Parts Inventory and Cost Tracking
Log your parts inventory with cost-per-unit, supplier information, and stock levels. When you complete a repair, associate the parts used with the ticket — your margins are calculated automatically. No more guessing whether your MacBook screen repairs are actually profitable or just feel profitable.
Customer Portal for Status Updates
Your customers get a tracking link where they can see their repair status in real time. That means fewer phone calls interrupting your workflow, fewer "is it done yet?" emails, and customers who feel informed without you having to chase them down.
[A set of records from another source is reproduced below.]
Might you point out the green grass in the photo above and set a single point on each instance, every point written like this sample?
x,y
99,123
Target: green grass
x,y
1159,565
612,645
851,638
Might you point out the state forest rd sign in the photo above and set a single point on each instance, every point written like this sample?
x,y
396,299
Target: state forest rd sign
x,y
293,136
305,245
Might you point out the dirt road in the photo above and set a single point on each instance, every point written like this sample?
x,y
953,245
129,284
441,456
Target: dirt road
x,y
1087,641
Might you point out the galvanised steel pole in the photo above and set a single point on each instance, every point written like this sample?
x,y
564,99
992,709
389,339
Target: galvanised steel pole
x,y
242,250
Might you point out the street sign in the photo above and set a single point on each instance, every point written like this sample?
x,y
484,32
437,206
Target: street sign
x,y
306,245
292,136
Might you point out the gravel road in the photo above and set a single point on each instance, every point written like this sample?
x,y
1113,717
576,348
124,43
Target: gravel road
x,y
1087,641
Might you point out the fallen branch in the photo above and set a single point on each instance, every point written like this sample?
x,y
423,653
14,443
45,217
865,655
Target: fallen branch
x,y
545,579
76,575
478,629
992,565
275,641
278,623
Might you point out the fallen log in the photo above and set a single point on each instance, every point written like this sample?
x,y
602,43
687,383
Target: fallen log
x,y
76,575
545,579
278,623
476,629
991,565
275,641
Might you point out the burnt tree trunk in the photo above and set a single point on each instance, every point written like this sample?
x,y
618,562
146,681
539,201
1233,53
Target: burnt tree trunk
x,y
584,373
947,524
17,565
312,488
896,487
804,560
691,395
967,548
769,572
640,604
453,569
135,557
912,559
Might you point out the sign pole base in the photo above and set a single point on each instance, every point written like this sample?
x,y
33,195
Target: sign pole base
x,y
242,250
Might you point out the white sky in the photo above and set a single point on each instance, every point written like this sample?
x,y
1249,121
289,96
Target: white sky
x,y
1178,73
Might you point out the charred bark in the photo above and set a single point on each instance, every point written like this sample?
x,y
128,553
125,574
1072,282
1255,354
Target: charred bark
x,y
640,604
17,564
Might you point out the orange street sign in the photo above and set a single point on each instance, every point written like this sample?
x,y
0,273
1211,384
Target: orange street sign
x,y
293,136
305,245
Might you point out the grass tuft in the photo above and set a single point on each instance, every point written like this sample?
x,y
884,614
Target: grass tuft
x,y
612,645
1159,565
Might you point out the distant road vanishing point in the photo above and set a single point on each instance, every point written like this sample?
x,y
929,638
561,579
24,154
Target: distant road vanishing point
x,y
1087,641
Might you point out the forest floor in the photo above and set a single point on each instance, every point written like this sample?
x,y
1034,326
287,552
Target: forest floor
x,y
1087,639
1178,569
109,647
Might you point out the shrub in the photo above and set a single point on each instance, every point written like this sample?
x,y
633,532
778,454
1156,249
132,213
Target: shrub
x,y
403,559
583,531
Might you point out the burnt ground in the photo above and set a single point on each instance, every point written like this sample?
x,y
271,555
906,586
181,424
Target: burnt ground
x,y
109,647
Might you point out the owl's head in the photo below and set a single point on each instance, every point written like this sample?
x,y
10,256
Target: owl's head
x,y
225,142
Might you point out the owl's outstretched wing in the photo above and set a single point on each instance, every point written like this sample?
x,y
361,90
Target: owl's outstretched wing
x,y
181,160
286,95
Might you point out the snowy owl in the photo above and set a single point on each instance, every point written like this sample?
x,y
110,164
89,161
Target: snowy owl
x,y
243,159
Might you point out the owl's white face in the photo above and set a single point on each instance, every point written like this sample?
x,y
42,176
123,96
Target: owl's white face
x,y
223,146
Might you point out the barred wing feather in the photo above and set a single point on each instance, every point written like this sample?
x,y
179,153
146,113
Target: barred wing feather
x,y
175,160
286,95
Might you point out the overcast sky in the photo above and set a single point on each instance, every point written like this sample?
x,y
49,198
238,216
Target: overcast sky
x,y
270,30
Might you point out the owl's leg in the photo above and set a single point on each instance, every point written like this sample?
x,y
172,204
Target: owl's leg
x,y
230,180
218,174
For business accounts managing multiple devices, the portal shows all their active and completed repairs in one view.
Reporting That Drives Pricing Decisions
Run reports on revenue by repair type, average margin per device category, and technician throughput. When it's time to review your pricing quarterly, you're making decisions based on real data from your own shop — not guessing based on what some forum post said six months ago.
The Bottom Line
Computer repair pricing in 2026 comes down to knowing your actual costs, understanding your local market, and having the discipline to track your margins by repair type. The shops that thrive aren't the cheapest — they're the ones that price deliberately, communicate value clearly, and adjust based on data.
Set flat rates for predictable repairs. Use hourly billing for diagnostic-heavy work. Always charge a diagnostic fee. Offer tiered parts quality so customers have a choice. Build business accounts with service contracts and priority SLAs. And know when to decline a repair that doesn't make financial sense for you or the customer.
If you're tracking all of this in a spreadsheet or in your head, you're leaving money on the table. The difference between a shop that survives and one that grows is visibility into what's actually making you money — and what isn't.